The WOW! Book!. Get ready for an epiphany!
This book impressed me so much that I would like to encourage people [and challenge others] to consider this metaphor concept that examines and explains how the God Virus functions in our minds and culture.
This book examines the similarities of religion to viruses closely.
Learn how to recognize and understand strategies used by both religion and viruses to infect, survive and dominate.
Learn the role of sex, guilt, morality, even a persons personality and intelligence.
This book lifts up the curtain of mystery and provides some tools for understanding the power and impact of religion on all our lives, It provides a framework to enable us to see and analyze religious behaviors, even our own.
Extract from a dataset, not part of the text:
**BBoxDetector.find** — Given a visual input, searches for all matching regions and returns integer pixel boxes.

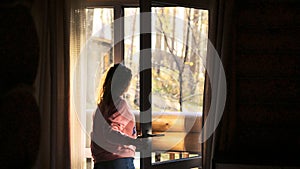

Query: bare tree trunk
[179,9,191,111]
Have you ever wondered about these questions?
1. How can otherwise intelligent people justify being selectively rational, that is - rational in parts of their lives but also hold belief in absurd, sometimes harmful and contradictory religious dogmas, and even fall for outright manipulations of their religion ?
2. How can people hold deep beliefs and at the same time, be so unclear of their own religious dogma? Mostly they are unable to explain their particular religious dogma in their own words - but regurgitate, parrot, meaningless phrases.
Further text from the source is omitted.